Single Cell Caller (SCcaller) - Identify single nucleotide variations (SNVs) and short insertions and deletions (INDELs) from single cell sequencing data
Version 2.0.0
Updated date: 2019.04.01
Cite us:
Dong X et al. Accurate identification of single-nucleotide variants in whole-genome-amplified single cells.
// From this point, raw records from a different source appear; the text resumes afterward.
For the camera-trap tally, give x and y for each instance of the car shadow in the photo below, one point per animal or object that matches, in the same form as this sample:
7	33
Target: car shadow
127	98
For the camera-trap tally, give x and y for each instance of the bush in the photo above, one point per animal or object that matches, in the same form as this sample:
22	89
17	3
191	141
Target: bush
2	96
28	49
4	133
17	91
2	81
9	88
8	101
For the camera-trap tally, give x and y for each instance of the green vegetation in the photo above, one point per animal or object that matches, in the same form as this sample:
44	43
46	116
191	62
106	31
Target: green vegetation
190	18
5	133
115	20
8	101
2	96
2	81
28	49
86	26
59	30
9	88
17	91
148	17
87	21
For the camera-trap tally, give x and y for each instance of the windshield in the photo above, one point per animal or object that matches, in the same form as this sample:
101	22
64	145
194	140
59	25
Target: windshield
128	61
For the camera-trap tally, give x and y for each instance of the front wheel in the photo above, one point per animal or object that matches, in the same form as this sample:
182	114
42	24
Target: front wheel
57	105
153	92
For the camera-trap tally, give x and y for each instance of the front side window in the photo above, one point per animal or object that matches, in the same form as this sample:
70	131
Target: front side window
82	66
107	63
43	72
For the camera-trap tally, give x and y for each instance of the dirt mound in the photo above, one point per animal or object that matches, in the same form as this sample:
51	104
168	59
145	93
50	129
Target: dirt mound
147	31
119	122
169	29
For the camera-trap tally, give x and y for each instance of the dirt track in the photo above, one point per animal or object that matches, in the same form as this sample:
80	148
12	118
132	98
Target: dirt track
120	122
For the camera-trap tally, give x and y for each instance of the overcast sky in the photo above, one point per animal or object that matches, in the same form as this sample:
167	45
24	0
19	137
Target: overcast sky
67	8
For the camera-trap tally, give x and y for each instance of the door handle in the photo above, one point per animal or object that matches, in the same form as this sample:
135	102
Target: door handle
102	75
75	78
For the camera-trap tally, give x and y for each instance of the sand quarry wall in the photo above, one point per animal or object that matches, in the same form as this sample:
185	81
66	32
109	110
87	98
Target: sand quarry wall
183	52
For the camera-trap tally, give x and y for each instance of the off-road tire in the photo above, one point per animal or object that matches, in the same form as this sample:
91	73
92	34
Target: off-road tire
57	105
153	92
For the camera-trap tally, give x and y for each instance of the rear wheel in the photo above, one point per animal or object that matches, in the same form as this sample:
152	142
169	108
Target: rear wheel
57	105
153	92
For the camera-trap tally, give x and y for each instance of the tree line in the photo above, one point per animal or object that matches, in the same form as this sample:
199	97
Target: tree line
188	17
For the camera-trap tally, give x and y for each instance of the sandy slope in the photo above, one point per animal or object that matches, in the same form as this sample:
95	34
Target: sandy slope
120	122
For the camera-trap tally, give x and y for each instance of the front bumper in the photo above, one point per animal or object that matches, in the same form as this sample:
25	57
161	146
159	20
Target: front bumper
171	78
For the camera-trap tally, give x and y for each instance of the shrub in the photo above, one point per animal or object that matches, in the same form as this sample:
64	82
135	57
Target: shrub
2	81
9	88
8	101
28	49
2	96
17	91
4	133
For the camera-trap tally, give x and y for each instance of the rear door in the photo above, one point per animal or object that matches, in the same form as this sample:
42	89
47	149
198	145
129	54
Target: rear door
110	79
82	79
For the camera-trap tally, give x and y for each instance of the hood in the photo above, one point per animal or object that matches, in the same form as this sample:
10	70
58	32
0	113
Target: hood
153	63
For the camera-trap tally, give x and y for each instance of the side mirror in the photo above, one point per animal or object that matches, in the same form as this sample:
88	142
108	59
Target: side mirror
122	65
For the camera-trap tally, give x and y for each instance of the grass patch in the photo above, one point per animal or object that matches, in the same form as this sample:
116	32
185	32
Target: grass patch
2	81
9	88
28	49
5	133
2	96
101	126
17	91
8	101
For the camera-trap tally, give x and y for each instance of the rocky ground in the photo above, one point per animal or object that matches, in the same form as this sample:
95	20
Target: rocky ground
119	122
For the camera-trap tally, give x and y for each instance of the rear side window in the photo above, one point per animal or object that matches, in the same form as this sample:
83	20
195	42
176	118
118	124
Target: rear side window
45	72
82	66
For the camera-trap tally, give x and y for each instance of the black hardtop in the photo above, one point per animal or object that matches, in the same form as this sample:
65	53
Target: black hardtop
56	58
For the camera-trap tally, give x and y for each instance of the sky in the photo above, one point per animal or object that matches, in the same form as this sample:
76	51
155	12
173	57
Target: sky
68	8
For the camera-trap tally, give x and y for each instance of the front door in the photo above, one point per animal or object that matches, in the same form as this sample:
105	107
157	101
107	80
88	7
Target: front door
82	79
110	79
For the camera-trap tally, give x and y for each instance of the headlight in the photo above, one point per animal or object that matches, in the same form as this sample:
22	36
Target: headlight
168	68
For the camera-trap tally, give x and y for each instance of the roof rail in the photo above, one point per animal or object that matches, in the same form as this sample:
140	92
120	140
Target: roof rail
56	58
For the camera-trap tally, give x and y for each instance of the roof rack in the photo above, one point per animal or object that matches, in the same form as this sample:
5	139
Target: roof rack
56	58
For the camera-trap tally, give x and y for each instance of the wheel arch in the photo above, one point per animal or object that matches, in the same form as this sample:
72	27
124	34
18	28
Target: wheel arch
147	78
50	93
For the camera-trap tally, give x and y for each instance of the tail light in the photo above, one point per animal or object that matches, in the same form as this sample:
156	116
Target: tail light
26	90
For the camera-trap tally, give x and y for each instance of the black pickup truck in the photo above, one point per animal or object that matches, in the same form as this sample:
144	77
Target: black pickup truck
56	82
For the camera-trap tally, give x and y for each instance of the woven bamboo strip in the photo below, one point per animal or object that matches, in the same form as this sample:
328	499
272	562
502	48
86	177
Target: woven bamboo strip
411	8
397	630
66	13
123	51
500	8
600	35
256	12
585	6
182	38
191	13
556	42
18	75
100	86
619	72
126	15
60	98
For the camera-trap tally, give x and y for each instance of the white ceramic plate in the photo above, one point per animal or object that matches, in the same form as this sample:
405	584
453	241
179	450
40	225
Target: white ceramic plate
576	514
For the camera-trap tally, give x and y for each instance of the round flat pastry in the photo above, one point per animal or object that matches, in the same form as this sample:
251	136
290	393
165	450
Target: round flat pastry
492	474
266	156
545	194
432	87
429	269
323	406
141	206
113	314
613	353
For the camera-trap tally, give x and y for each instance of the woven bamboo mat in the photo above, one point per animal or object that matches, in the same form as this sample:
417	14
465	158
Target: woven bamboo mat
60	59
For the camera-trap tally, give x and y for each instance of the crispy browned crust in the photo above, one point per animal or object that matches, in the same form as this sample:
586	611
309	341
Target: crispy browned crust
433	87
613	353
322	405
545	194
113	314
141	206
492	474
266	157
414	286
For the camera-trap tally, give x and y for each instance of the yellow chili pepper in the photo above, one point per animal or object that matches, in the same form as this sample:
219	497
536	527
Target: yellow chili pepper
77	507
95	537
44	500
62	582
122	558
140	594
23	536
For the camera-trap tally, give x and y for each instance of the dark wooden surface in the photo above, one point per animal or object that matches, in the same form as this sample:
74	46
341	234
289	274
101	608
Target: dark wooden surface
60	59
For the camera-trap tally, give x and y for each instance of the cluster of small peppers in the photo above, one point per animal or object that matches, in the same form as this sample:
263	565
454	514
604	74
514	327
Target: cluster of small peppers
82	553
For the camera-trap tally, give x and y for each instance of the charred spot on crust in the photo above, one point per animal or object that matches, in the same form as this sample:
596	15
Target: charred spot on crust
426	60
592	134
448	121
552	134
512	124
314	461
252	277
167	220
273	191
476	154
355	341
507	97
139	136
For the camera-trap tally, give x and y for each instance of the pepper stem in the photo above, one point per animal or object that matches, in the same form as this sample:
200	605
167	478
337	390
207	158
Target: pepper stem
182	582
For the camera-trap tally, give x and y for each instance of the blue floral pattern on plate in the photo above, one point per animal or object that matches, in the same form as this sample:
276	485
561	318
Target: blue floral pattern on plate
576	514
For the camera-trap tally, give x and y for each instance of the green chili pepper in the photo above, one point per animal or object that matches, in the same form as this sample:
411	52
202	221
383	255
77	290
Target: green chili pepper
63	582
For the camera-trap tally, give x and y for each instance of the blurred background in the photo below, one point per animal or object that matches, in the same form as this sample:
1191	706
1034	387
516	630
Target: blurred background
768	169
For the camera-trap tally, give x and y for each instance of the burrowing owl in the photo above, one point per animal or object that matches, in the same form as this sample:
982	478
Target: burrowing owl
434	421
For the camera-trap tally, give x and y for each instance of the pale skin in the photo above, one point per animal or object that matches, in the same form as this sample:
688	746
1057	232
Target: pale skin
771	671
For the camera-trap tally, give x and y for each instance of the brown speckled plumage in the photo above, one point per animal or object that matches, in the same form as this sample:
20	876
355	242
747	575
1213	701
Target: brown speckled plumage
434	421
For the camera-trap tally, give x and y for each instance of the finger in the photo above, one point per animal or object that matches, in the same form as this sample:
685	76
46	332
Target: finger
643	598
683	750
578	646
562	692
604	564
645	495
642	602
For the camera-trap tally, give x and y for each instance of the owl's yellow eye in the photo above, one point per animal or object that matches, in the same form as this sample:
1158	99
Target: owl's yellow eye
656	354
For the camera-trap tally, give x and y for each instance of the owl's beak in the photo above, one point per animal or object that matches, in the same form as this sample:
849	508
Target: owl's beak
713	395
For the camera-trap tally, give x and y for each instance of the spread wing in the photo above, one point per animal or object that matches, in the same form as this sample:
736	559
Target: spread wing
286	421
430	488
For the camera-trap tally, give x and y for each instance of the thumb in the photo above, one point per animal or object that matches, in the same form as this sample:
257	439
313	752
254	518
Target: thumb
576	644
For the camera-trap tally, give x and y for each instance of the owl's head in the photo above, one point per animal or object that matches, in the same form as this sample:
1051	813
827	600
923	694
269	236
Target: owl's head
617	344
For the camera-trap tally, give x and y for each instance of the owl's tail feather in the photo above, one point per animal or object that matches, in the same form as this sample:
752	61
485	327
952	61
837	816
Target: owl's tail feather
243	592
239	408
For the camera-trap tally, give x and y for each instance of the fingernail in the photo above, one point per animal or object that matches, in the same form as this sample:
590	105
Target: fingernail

Nat Methods. 2017 May;14(5):491-493. doi: 10.1038/nmeth.4227.
Authors: Xiao Dong, Yujue Wang
Email: [email protected] (X.D.), [email protected] (X.D.), [email protected] (Y.W.)
Licensed under the GNU Affero General Public License version 3 or later
python 2.7
python modules os, argparse, sys, subprocess, re, collections, itertools, logging, time, functiontools, random, string, math, numpy, multiprocessing, pysam(0.15.1)
samtools v.1.9+ (Other versions not tested)
https://github.com/XiaoDongLab/SCcaller-pipeline
python sccaller_v2.0.0.py \
--bam cell.bam \ # bam file of a single cell
--fasta ref.fa \ # reference genome in fasta format
--output cell.vcf \ # output vcf file
--snp_type hsnp \ # using heterozygous SNPs pre-called from bulk DNA
--snp_in hsnp.vcf (or bed) \ # vcf or bed file of heterozygous SNPs pre-called from bulk DNA
--cpu_num 8 \ # using 8 cpu threads
--engine samtools # using samtools engine
I.b When you do not have heterozygous SNPs pre-called from bulk DNA of the same subject, obtain SNPs from dbSNP or other databases,
python sccaller_v2.0.0.py \
--bam cell.bam \ # bam file of a single cell
--fasta ref.fa \ # reference genome in fasta format
--output cell.vcf \ # output vcf file
--snp_type dbsnp \ # using SNPs from dbSNP database (or other database)
--snp_in dbsnp.vcf (or bed) \ # vcf or bed file containing all SNPs in dbSNP (or other) database
--cpu_num 8 \ # using 8 cpu threads
--engine samtools # using samtools engine
python sccaller_v2.0.0.py \
--bam cell.bam \ # bam file of a single cell
--bulk bulk.bam \ # bam file of bulk DNA
--fasta ref.fa \ # reference genome in fasta format
--output cell.vcf \ # output vcf file
--snp_type hsnp \ # using heterozygous SNPs pre-called from bulk DNA
--snp_in hsnp.vcf (or bed) \ # vcf or bed file of heterozygous SNPs pre-called from bulk DNA
--cpu_num 8 \ # using 8 cpu threads
--engine samtools # using samtools engine
II.b Step 2. Filtering out SNVs and INDELs observed in bulk or sequencing depth <= 20x in the single cell
grep '0/1' cell.vcf | grep 'True' | awk '$7=="." && length($5)==1' | awk -F "[:,]" '$8+$9>=20' > cell.somatic.snv.vcf
grep '0/1' cell.vcf | grep 'True' | awk '$7=="." && length($5)>1' | awk -F "[:,]" '$8+$9>=20' > cell.somatic.indel.vcf
Please note, sccaller was designed assuming diploidy genome and two copies of chromosomes. It cannot be used for calling mutations from X/Y chromosome of a male subject.
v2.0.0, 2019.04.01, allowing parallel processing, optimizing I/O, optimizing pipeline, output in vcf format, and fixing bugs
v1.21, 2018.08.18, fixing bugs
v1.2, 2017.05.01, allow INDEL calling, release version
v1.1.3, 2017.01.09, users can change the min mapQ, default to 40
v1.1.2, 2016.12.30, fixing bugs
v1.1.1, 2016.12.29, update read_mpileup to consider indels
V1.1, 2016.07.25, fixing bugs, release version
v1.0, 2016.04.26, release version
v0.0.4, 2016.04.26, fixed bugs in readling mpileup file
v0.0.3, 2016.04.22, read_mpilup function returns mindepth fails before returning reference genotype
v0.0.3, 2016.04.22, default mapQ change from 20 to 40
v0.0.2, 2016.04.19, fix bugs - jump mpileup file column not fit problem.
v0.0.1, 2016.03, add likelihood ratio test based on null distribution from the data resampling.